Le cycliste et triathlète congolais Miguel Masaisai a franchi une étape majeure de son expédition continentale « Pedals for Peace » en arrivant ce mercredi à Kinshasa, plus de trois mois après avoir quitté la ville de Goma. Parti le 1er mai 2026, l’athlète poursuit un ambitieux périple de 14 000 kilomètres à vélo qui doit le conduire jusqu’à Rabat, au Maroc, en traversant 17 pays africains.
L’arrivée dans la capitale congolaise constitue un moment important de cette aventure humaine et sportive. En 96 jours de voyage, Miguel Masaisai a parcouru une partie importante de son itinéraire à la seule force de ses jambes, affrontant les longues distances, les variations climatiques, les contraintes logistiques et les réalités du terrain. Son passage à Kinshasa marque une étape symbolique avant la poursuite de son voyage vers l’Afrique centrale, puis l’Afrique de l’Ouest et enfin l’Afrique du Nord.
Bien plus qu’un défi d’endurance, « Pedals for Peace » est un projet de sensibilisation. À travers cette traversée du continent, Miguel Masaisai souhaite porter un plaidoyer en faveur de la paix, de la cohésion sociale et de l’unité, avec une attention particulière portée à la situation de l’est de la République démocratique du Congo. Son initiative entend démontrer que le sport peut constituer un puissant vecteur de dialogue entre les peuples et contribuer à promouvoir des valeurs de solidarité au-delà des frontières.
Le choix de partir de Goma revêt une forte portée symbolique. Ville marquée par les conséquences de décennies d’instabilité, mais également reconnue pour le dynamisme de sa jeunesse, Goma est devenue le point de départ d’un message que le sportif congolais souhaite transmettre à l’ensemble du continent africain. Chaque étape de son parcours est l’occasion de rencontrer des populations locales, d’échanger avec les jeunes et de rappeler que la paix demeure une responsabilité collective.

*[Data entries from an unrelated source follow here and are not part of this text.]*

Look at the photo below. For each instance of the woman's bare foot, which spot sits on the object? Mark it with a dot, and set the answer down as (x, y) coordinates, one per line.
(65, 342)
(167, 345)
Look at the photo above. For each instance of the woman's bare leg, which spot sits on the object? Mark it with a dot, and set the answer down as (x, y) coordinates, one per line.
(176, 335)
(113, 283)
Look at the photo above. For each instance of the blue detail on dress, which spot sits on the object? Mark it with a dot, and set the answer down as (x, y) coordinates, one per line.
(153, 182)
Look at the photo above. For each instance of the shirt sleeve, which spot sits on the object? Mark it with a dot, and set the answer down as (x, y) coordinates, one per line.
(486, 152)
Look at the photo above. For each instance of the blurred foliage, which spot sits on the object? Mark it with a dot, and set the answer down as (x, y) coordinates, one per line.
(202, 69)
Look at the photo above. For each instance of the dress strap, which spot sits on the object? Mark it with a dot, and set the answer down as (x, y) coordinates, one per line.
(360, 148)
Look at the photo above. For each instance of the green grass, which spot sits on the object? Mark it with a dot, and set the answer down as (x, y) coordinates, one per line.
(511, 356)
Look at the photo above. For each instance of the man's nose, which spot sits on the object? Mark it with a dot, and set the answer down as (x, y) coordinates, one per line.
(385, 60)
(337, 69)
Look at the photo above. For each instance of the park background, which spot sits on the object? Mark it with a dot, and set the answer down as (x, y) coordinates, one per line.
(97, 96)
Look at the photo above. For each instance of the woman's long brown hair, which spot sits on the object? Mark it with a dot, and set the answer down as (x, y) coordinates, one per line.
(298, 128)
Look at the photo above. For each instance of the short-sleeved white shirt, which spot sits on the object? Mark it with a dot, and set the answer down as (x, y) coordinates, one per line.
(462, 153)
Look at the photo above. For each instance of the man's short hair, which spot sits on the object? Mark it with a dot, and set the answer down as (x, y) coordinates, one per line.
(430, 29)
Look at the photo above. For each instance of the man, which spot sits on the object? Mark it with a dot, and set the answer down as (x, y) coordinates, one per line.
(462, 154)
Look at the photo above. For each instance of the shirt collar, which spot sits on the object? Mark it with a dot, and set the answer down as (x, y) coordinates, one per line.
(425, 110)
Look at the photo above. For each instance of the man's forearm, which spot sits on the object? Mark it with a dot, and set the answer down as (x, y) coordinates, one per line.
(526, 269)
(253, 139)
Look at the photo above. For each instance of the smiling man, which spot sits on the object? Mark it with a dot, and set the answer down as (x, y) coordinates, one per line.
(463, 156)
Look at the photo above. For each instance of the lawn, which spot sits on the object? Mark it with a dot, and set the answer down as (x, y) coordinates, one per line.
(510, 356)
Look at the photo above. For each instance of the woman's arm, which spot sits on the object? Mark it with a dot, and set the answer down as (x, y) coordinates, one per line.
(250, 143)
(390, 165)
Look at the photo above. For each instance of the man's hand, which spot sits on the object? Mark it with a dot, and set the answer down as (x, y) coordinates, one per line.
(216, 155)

Cette nouvelle expédition s’inscrit dans la continuité d’un parcours déjà remarquable. Avant de se lancer dans ce défi reliant Goma à Rabat, Miguel Masaisai s’était déjà distingué en réalisant un autre exploit de grande envergure : relier Goma à Cape Town, en Afrique du Sud, à vélo. Cette première traversée de plusieurs pays africains lui avait permis de démontrer ses capacités physiques et mentales, tout en faisant connaître son engagement en faveur du dépassement de soi et de la promotion d’une image positive de la République démocratique du Congo.
Fort de cette expérience, le triathlète congolais a choisi d’aller encore plus loin avec « Pedals for Peace ». En augmentant la distance à parcourir jusqu’à 14 000 kilomètres et en élargissant son itinéraire à 17 pays, il donne une dimension véritablement panafricaine à son initiative. Son objectif n’est pas de battre un record sportif, mais de faire de chaque kilomètre parcouru un message d’espoir et un appel à la coexistence pacifique.
Depuis son départ le 1er mai, l’aventure de Miguel Masaisai est suivie par de nombreux Congolais, en particulier à Goma, où son parcours est perçu comme une source de fierté. Son arrivée à Kinshasa, 96 jours après le début de son expédition, témoigne de la progression constante de son projet et de la détermination qui l’anime depuis les premiers coups de pédale.
La route vers Rabat reste encore longue. Plusieurs milliers de kilomètres séparent encore l’athlète de son objectif final. Toutefois, cette étape franchie dans la capitale congolaise confirme que le projet avance conformément à sa vision initiale : relier l’Afrique à vélo tout en portant un message de paix, d’unité et de résilience.
À travers « Pedals for Peace », Miguel Masaisai ne représente pas seulement le cyclisme congolais. Il incarne également une jeunesse africaine qui choisit le sport comme langage universel pour rapprocher les peuples. Après avoir déjà inscrit son nom parmi les rares sportifs à avoir relié Goma à Cape Town à vélo, il poursuit aujourd’hui une nouvelle page de son histoire en mettant le cap sur Rabat, avec l’ambition de faire de ce voyage de 14 000 kilomètres un symbole durable de paix pour l’Afrique.